JGrok/QL syntax guide

under construction

The essentials

Statements and expressions. A QL program consists of a sequence of statements and/or expressions. Statements are executed for their side effects, typically changing the value of a variable, printing something to the screen, etc. Expressions typically produce no side effects; instead, they are evaluated and the results of evaluation are printed to standard output (which is typically the screen, unless the output has been redirected).

It is acceptable, although not always necessary, to place semicolons at the end of every statement and expression. In most cases, QL can determine where one statement ends and a different one begins. In cases where there is ambiguity, semicolons are required. For example:

foo = {1,2,3} X {4} + {4} X {5,6};
bar = {"hello"} X {"world"};
foo+ 
bar
This piece of code defines two relations and then appears to print the transitive closure of foo, followed by bar. This is not the case, however. Because the expressions on the last two lines are not separated, they will be treated as one expression, and this code will instead print the union of foo and bar. To print transitive closure of foo first and bar second, a semicolon must be placed at the end of the third line.

For clarity reasons, and to avoid potential confusion, it is recommended that you place semicolons at the end of every expression or statement.

Compound statements. A sequence of statements and expressions can be treated as a single compound statement when surrounded by curly braces.

Variables and types. There is no need to declare variables in QL. A variable is automatically created when it is first assigned to. All variables have a type, which is automatically determined based on the value assigned to a variable; the type of a variable may change throughout its life, based on the values assigned to it.

Parameters. QL scripts can take command-line parameters. The parameters can be accessed through the variables $0, $1, $2, and so on. $0 holds the name of the QL script being executed, $1 holds the first parameter, $2 holds the second parameter, and so on.

Flow control statements

If statement.

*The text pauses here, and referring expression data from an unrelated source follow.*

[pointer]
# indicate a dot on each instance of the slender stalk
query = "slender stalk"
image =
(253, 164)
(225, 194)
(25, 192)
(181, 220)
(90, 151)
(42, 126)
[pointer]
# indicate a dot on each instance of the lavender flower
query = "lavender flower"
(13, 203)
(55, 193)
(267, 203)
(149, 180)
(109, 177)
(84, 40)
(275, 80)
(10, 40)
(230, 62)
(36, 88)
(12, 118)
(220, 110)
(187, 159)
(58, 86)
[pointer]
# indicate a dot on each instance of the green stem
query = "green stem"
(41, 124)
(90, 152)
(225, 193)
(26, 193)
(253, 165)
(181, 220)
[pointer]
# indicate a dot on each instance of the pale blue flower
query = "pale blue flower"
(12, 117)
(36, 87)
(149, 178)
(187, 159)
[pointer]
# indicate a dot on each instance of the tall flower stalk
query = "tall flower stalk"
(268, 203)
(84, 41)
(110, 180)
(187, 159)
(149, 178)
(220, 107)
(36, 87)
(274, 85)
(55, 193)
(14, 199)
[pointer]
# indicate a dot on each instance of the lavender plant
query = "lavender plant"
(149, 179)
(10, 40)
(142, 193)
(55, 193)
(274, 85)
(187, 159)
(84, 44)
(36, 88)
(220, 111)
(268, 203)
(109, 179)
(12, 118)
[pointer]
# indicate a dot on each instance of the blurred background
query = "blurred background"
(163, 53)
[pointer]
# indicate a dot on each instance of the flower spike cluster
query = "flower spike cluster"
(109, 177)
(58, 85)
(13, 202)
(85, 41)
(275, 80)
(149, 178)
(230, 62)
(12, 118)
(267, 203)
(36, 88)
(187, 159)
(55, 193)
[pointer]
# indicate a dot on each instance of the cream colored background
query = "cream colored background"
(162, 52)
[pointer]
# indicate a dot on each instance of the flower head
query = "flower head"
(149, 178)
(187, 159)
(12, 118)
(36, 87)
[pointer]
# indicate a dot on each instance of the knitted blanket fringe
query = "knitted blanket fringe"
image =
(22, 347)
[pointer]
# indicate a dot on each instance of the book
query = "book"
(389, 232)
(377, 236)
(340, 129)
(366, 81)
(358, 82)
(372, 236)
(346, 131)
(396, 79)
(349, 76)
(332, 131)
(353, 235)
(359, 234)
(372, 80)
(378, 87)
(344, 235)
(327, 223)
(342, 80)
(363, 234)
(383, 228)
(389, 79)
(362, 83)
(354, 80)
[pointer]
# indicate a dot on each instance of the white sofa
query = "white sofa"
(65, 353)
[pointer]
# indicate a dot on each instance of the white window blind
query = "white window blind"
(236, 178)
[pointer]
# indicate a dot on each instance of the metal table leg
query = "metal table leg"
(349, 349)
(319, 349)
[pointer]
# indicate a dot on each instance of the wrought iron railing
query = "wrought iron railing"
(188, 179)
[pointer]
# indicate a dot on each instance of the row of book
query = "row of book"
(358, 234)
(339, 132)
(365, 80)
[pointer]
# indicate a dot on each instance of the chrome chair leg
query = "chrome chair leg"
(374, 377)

The if statement in QL has the general form of:

if ( expression )
statement_or_expression
else
statement_or_expression

The else part of the statement is optional, and the statement can be abbreviated to:

if ( expression )
statement_or_expression

The expression in brackets must evaluate to a boolean (true or false). Unlike many other languages, QL does not automatically map integers and strings to booleans; providing a non-boolean expression in a boolean context generates an error. The conditional expression controls the execution of a single expression or statement. The statement controlled can be a simple or a compound statement.

For statement. The for loop in QL looks as follows:

for variable in set statement_or_expression

During execution, the loop variable will take on all the values in the set in turn. The body of the loop (a single expression or statement) will be executed once for every member in the set, as it appeared before the loop began executing. This means that adding or deleting items from the set in the body of the loop does not affect the number of times the loop is executed.